Lewis Jones, formerly the managing broker at Coldwell Banker’s Lakeview office, was tapped to lead the new Oak Park acquisition after the change became final. He was so committed to the new position that he and his wife recently bought a house near Oak Park, moving from Chicago to be more a part of the local community.

“We really try to recognize the history of the business here,” Jones said. That recognition is reflected in historical photos featuring scenes from Oak Park and Gloor Realty over the decades. And any advertising and signage used by the Oak Park office includes not just a Coldwell Banker logo, but also says “formerly Gloor Realty.”

A longstanding Gloor Realty tradition was a yearly mailing of thousands of little sponges with the company’s logo on them. It’s the kind of thing that if you grew up in or around Oak Park, you might remember long into adulthood. According to Jones, there was no reason to dispense with quirky, one-of-a-kind marketing efforts like that one. “I got here, and I said, ‘We need to keep doing that.’”

So the sponges still go out—but with a Coldwell Banker logo and a reminder that the brand’s Oak Park office used to be called Gloor Realty. “It’s one of those things that reminds people in the community that not all that much has changed,” Jones said.

What has changed? Jones said part of what Coldwell Banker hopes to provide to the small, local shops it acquires is the access to infrastructure that a large, global company can offer. Becoming part of a national brand has expanded everything from social media reach to corporate relocation referrals to the ability to feed listings to websites all over the world.

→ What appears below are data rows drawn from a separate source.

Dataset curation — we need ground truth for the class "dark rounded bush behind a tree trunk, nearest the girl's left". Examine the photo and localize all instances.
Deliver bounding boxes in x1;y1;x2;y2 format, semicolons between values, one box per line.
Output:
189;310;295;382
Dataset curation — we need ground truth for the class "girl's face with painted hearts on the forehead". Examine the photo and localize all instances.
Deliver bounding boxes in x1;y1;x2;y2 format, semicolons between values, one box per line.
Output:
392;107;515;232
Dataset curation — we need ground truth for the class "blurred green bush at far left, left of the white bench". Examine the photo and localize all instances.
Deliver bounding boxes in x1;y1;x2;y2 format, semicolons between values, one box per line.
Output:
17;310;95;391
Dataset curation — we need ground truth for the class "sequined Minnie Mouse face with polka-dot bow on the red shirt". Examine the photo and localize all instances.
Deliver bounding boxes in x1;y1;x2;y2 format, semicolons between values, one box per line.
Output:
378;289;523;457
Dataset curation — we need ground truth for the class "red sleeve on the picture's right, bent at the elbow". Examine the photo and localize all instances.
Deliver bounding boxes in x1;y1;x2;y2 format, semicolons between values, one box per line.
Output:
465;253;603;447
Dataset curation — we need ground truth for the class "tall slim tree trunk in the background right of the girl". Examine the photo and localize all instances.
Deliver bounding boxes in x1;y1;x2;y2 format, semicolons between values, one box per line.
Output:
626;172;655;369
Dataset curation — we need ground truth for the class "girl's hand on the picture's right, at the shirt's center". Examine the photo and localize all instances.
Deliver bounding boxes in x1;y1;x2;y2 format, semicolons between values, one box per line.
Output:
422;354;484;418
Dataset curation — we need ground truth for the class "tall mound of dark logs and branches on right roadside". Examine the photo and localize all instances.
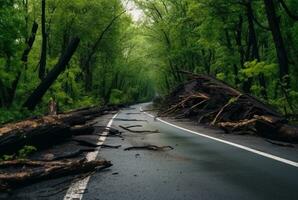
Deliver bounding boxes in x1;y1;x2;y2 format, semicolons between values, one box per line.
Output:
158;72;298;143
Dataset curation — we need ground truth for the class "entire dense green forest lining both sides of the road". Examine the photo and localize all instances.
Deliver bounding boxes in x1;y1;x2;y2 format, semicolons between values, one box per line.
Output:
0;0;298;122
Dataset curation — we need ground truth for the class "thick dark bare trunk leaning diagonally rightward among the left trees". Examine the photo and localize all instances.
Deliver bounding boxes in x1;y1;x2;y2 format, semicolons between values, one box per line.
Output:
23;38;80;110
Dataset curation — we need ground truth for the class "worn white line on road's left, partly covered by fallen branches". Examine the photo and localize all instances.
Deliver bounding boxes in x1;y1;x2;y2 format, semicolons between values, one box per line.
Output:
64;113;118;200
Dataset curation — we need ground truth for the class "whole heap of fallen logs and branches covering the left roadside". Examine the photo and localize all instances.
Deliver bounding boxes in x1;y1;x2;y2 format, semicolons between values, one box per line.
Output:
0;107;121;191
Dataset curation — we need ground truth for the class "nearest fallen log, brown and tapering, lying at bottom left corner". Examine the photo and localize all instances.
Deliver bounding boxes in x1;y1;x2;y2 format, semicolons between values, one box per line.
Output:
0;159;112;191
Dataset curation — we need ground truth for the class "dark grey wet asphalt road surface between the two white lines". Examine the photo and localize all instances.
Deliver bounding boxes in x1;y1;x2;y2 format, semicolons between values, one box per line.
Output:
65;106;298;200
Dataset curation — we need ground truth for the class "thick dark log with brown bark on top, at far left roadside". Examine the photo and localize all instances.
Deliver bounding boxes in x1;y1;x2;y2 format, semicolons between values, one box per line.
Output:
0;117;71;155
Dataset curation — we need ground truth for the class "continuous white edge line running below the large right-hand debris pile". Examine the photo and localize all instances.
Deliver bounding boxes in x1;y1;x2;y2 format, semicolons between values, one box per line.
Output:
140;107;298;167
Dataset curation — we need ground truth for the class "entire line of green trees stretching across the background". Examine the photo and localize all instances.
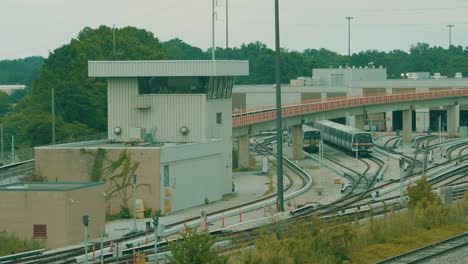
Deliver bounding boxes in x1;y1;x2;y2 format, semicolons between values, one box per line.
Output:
0;26;468;147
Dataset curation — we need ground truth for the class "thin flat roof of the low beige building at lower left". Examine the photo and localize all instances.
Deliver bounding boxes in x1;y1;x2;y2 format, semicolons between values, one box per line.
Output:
0;182;104;192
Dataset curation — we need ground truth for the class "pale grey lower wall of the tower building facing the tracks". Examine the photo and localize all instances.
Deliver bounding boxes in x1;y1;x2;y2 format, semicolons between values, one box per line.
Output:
160;140;232;213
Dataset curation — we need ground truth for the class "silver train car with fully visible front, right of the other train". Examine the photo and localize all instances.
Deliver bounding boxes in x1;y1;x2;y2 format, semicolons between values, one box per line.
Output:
315;120;374;154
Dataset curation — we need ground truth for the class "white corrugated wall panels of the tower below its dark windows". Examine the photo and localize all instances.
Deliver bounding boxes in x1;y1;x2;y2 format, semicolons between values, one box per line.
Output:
108;78;206;142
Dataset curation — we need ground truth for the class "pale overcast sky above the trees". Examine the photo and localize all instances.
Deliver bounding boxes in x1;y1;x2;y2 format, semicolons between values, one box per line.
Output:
0;0;468;59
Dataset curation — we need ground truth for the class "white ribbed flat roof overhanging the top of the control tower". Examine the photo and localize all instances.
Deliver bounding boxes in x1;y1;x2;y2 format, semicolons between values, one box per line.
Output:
88;60;249;77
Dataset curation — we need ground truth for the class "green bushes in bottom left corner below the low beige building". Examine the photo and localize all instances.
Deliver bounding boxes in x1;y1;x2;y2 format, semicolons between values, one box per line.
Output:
0;231;44;256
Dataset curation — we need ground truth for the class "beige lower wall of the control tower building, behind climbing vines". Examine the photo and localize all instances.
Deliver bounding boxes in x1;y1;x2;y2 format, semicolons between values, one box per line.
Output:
34;147;160;214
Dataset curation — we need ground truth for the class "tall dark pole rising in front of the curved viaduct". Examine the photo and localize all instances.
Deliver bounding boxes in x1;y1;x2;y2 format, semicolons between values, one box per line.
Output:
275;0;284;212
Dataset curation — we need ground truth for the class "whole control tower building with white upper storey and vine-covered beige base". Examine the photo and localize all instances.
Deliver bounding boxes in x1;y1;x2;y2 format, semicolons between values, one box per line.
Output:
35;61;248;216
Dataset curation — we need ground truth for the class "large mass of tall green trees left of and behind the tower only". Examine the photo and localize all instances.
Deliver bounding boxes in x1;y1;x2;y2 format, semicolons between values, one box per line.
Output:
0;26;167;146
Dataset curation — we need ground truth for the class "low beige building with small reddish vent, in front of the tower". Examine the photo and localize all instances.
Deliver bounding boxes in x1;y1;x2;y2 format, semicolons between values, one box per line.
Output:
0;182;105;249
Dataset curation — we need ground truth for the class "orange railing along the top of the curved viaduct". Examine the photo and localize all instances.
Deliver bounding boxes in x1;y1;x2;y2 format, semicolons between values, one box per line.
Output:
232;88;468;128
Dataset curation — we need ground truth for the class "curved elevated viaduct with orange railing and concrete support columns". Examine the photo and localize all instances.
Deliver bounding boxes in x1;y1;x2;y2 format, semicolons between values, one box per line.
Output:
232;88;468;168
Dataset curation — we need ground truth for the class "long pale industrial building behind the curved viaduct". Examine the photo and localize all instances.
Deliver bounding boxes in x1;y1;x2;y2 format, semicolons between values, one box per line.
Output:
233;67;468;136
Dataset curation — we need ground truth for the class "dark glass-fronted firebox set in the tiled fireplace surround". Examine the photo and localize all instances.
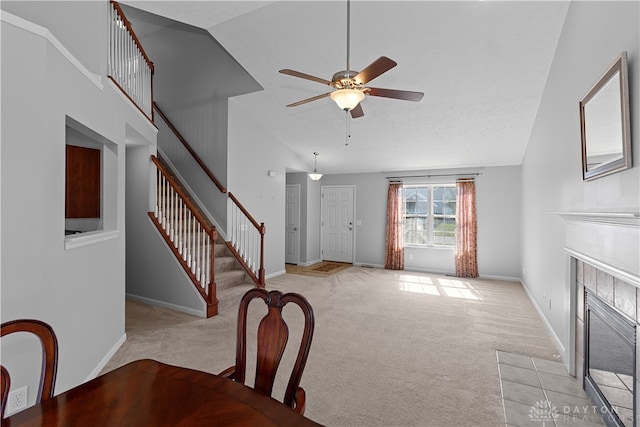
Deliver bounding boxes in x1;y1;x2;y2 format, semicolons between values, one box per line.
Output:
584;289;636;427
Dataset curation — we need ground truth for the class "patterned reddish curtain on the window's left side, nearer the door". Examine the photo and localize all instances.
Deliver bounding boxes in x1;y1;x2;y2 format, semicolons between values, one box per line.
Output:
384;183;404;270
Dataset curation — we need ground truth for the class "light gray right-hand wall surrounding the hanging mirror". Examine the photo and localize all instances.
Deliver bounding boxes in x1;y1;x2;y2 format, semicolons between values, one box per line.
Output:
522;2;640;358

“Having access to so much technology and tools, as a mid-sized company we just couldn’t afford to keep up with all of it,” Gloor said.

But none of it works without local expertise. Jones said he was recently conducting a training with agents in the Oak Park office on a new tool in the MLS that shows a map of local homeowners, and before the names of owners would pop up, agents who’d been with Gloor would blurt them out from memory.

“The agents here are definitely experts on the area,” Jones said. “I say without hyperbole that they are the best staff I’ve ever worked with in real estate.”